Since 2014, we’ve compiled and updated a spreadsheet of more than 100 phones made by the major manufacturers—Panasonic and VTech, the latter of which also makes AT&T-branded phones. It’s a seemingly endless list of confusing alphanumeric product names, only slightly differentiated feature sets, and designs with few meaningful differences. Complicating things further, many models are available only through certain retailers (Amazon, Target, Walmart, and so on).
So we asked Panasonic and VTech about their latest offerings to help determine which might be worth testing, looked at retailers’ best-seller lists, and pored over the few other professional reviews still being written about cordless phones.
We knew what to look for based on our own experience with cordless phones, surveying Wirecutter staff on what they would want in a home phone and combing through user reviews. Cordless phones have taken on some new skills since the era when they dominated the world (like answering calls with Siri), but the core criteria remain the same:
- Audio quality: A phone has one primary job, and that is to enable conversations with crisp, clear, and loud audio for both you and the person you’re on the call with. No one should have to struggle to make out what the person on the other end is saying.
- Range: One of the biggest benefits of a cordless phone is that you can use it far from its base, and the farther you can go without your call breaking up, the better. You and your phone should be able to roam around your house or apartment—and even your yard—without dropping the call.
- Ease of use: The best cordless phones make it easy to quickly get on and off the phone. That doesn’t mean just having large buttons and a high-contrast screen (though those are important), it also means having intuitive menus with as few steps as necessary to call a saved contact, redial a number, or block a number.
- Battery life: Like other cordless devices, the longer you can use these handsets away from their charging base, the better.

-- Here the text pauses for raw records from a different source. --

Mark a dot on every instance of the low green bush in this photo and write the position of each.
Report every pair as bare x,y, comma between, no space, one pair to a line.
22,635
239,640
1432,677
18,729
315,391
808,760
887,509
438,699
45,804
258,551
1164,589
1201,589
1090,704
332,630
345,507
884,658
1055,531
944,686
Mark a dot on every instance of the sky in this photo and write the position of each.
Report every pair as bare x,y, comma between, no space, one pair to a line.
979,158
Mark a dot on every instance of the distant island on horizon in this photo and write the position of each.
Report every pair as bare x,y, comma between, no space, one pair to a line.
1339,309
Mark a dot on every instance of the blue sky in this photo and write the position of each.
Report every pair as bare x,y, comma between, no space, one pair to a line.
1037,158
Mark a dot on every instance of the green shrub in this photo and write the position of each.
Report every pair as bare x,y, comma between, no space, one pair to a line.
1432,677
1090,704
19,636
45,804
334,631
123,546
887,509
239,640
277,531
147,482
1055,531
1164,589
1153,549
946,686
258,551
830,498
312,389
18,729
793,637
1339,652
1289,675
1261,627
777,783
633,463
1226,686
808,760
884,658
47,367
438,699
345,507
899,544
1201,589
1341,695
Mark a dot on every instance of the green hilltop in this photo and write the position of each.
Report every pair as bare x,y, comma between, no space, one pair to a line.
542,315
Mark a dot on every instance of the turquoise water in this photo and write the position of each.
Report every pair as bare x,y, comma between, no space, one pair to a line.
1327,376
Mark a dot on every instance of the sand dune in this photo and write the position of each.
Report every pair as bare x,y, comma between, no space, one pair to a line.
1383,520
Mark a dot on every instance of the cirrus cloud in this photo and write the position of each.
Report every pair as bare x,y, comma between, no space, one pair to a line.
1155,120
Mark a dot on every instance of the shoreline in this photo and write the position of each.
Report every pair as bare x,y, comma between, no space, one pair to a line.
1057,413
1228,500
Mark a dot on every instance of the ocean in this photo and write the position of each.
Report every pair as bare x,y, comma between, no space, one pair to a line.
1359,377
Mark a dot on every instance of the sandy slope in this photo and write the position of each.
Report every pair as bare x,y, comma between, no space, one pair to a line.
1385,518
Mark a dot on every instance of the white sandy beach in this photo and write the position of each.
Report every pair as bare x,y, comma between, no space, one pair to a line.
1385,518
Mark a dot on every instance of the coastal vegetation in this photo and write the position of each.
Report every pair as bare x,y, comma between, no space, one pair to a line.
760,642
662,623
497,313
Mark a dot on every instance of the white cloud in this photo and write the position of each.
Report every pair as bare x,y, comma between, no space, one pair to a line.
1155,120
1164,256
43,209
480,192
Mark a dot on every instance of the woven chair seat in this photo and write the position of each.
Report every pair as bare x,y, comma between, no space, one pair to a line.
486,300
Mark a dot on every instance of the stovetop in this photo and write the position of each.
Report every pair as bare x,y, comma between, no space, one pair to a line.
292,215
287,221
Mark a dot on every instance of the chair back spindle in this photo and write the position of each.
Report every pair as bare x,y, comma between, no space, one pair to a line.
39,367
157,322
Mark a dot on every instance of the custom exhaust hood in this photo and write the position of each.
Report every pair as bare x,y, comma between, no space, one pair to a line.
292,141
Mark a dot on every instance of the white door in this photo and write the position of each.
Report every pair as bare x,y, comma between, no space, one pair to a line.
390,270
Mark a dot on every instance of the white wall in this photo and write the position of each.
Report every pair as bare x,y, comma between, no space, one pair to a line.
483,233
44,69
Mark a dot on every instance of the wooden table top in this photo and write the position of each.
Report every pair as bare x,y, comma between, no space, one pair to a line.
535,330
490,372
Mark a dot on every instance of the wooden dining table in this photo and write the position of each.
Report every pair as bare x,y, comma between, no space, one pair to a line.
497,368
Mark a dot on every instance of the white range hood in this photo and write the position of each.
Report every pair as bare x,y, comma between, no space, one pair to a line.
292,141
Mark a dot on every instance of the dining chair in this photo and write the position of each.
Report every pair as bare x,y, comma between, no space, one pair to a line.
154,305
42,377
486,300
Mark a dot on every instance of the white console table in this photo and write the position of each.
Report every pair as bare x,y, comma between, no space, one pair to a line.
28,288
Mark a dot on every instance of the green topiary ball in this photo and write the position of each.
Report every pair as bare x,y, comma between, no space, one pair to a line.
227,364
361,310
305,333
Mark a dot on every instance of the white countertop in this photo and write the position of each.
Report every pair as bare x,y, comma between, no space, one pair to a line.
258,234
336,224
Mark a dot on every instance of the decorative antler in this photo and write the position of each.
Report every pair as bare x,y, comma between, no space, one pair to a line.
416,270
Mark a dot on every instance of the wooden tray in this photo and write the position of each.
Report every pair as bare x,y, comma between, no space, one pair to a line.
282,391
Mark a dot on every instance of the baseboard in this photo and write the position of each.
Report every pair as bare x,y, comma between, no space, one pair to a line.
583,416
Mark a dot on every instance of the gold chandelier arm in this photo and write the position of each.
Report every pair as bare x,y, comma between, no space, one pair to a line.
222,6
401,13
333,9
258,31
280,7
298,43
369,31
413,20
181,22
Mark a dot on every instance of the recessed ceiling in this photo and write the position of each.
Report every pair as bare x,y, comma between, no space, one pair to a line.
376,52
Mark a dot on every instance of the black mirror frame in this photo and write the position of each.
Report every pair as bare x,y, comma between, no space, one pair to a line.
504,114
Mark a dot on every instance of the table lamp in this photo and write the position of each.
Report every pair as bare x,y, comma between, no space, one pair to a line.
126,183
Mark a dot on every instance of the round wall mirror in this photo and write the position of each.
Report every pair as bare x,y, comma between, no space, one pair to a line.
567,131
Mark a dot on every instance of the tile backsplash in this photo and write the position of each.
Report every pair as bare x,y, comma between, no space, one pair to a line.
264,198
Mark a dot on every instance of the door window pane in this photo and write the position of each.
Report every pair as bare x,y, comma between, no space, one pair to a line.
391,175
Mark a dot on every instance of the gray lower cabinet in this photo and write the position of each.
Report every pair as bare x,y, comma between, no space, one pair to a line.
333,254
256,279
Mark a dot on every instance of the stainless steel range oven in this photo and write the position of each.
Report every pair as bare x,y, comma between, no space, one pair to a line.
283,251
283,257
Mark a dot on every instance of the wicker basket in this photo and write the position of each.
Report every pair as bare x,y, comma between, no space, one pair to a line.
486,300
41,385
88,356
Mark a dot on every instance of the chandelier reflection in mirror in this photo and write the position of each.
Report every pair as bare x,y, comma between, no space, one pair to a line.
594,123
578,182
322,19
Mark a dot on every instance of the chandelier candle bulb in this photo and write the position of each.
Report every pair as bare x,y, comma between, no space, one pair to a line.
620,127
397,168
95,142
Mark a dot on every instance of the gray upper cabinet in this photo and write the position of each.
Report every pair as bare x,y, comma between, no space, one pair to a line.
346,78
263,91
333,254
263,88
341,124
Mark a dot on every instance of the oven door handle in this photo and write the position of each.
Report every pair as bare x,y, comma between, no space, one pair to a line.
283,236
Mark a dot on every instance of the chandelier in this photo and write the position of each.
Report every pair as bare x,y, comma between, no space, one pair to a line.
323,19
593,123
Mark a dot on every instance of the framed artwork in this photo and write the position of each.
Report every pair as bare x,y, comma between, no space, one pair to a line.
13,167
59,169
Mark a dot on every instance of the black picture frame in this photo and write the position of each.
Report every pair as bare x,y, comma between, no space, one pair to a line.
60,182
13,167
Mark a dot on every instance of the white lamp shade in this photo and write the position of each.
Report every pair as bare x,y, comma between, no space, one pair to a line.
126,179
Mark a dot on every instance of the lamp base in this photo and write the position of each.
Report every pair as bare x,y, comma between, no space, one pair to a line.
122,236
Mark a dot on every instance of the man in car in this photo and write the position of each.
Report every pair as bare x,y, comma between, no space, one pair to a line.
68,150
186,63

A few notes on call-blocking: Spam and spam calls are still a nuisance, so it’s important that phones offer an effective way to block them. Most cordless phones today have a button you can press when an unwanted call comes in, which moves that number to a block list so it won’t ring you going forward.
More advanced phones, like our top pick, have a built-in database of blocked numbers. In testing, we turned off Verizon’s spam blocking feature on the landline to see how well these features work; surprisingly, we got fewer spam calls than before we started testing, which could mean that the phones’ database was working (or Murphy’s Law was at work).
Another feature is pre-screening, which prevents robocalls from getting to you in the first place, for example, by requiring callers to press “1” before letting the phone ring. Setting up these blocking features can be confusing, however, and prevent calls you actually do want (if the person who’s trying to reach you gets confused by the screening message), so we would only use it if you’re inundated with spam calls.
In our previous round of testing, we used the same criteria to research amplified phones, with additional qualifications specific to their intended purpose:
- Hearing aid compatibility: The HLAA’s Lise Hamlin told us that the first thing someone shopping for an amplified phone should look for is hearing aid compatibility. “When somebody has a hearing aid, or a cochlear implant, or a bone anchor device,” she said, “there could be some noise on the line.”
- Volume and tone adjustment: By definition, an amplified phone must raise the volume of the speaker on the other end of the line, so we considered only phones that specifically advertised boosted volume. As for tone adjustment—the ability to alter the high and low ends of the audio to account for different levels and kinds of hearing loss—we preferred phones that offered more levels of control because they’re more likely to benefit more people. “The more control you have, the better,” Hamlin told us. “You just want to be able to push the button until it sounds right.”
- Headset or neck-loop jack, base/handset speakerphone, slow-speech mode, and visual ringing indicator: All of these features benefit the greater community of people with hearing loss, even if not every individual uses every one of them.
Retired audiologist Lisa Devlin made calls using our amplified phone options and toggled through the various settings intended to aid hearing, including the volume-adjustment options, tone control, slow-speech and noise-reduction functions, and any audio assist or boost buttons.
After our latest research, we chose to test 11 promising models. Here’s how:
- We connected them to a Verizon Fios home phone line, rotating them in batches of five at a time with a line splitter for efficiency, though not our sanity. (Imagine five phones with different ringtones going off at the same time, each answering system recording the others’ greetings. It was cordless phone inception.)
- To measure range, we placed a call from the second floor of a house to the National Weather Service’s automated hotline, which provides a recorded message with the weather conditions and forecast. We walked down the stairs, out of the house, and down the street, continuing to listen until the call started to break up.
- To evaluate outgoing voice quality, we left voicemails in which we read lists from Harvard Sentences, which are used by the telecommunications industry for standardized testing of phone systems. In addition to listening to our voice messages over and over again, two Wirecutter staffers evaluated and ranked the clips for clarity and volume.
- To evaluate incoming voice quality, we had family members call us and recite passages from books or newspaper articles while we alternated listening between phones.
- For about three weeks, we also just lived with the phones and took and made dozens of phone calls. We noted the not-often-advertised but important features that make using a cordless phone easier, like one-button speed dialing and clearly labeled buttons. We also took notes on how many days the handsets lasted before the battery life went from four bars to one.